もちろん、歩行者の方や車を通る人の邪魔にならないことが絶対のルールです。
停められそうな場所を見つけたら、エンジンを早めに切り、静かに押し歩いて車体を壁際へと寄せる。
そうやって街の空気にバイクを溶け込ませてからカメラをバッグから取り出すと、ファインダー越しに見える景色も、どこか穏やかで透明感のあるものになる気がするから不思議です。
シートから離れて、自分だけの余白を味わうひととき
街角の小さな隙間にバイクを停めて、見慣れた日常をシート越しにじっくりと観察してみる。
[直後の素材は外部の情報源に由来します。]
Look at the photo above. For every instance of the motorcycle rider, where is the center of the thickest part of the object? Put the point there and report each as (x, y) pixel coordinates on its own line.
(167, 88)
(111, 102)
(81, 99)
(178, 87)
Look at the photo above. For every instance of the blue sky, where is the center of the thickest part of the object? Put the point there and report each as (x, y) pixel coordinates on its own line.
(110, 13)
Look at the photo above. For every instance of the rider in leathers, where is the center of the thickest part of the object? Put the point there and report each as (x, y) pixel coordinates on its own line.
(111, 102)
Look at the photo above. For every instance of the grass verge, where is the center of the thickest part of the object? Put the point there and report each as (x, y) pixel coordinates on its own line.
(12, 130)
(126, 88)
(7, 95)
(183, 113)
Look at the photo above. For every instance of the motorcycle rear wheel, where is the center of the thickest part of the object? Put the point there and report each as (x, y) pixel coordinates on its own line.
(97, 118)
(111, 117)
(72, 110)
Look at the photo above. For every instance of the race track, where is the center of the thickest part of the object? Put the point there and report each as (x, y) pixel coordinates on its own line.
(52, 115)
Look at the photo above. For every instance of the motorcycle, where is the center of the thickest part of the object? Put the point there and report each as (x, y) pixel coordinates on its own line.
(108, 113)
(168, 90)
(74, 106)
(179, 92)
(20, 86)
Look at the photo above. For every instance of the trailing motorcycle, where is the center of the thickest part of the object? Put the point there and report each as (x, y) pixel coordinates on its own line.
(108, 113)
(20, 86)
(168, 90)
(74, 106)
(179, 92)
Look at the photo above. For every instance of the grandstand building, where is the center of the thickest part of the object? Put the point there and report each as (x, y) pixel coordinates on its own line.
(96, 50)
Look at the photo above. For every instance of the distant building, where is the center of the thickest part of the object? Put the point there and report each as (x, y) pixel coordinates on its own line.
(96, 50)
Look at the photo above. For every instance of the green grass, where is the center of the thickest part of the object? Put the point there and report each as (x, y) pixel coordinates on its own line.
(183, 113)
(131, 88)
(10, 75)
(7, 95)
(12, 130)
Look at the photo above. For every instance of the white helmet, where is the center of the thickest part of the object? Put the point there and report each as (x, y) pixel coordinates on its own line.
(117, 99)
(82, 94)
そんな本当に小さな範囲の散歩でも、季節の光の柔らかさや、夕暮れの冷たい風を記録するには十分すぎるほどの発見があります。
遠くまで行かなくても、街角の小さな隙間にこそ、心惹かれる風景は隠れているのですね。
でも、バイクのシートから見つけた景色をカメラに収めたら、今度はバイクを降りて、その場所の空気感をより深く味わう時間を持つようにしています。
例えば、名古屋の四間道(しけみち)。
古い蔵を改装した、木の温もりのある喫茶店へ。
バイクを安全な路肩へ押し歩き、静かに店内に足を踏み入れます。
そこは、スナップの後の、自分だけの小さなご褒美のような場所。
店内に漂う古い蔵の匂いと、静かな時間。
木のトレイに載せられて供される、昔ながらの熱々の鉄鍋に入ったナポリタン。
…かと思いきや、鉄鍋の中でじっくり焼かれた濃厚なミートソースでした。
上に載った目玉焼きの完璧な半熟具合や、ソースに溶け込んだ飴色の玉ねぎ。その食欲をそそる彩りを、少しの間じっと眺めてみます。
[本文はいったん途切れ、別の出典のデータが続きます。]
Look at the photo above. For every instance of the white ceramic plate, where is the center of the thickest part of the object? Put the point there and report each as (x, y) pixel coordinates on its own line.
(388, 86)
冷たいアイスコーヒーの氷が立てる音を聞きながら、木のテーブルに立てかけたカメラの画面で、先ほど撮った写真を見返すのも、私にとって大切な時間です。
画面の中で、あの日の光や影が蘇り、木の質感と調和して、より愛おしく見える。
写真を撮るための停車場所は、街の中に隠された小さな「余白」を探すようなものですね。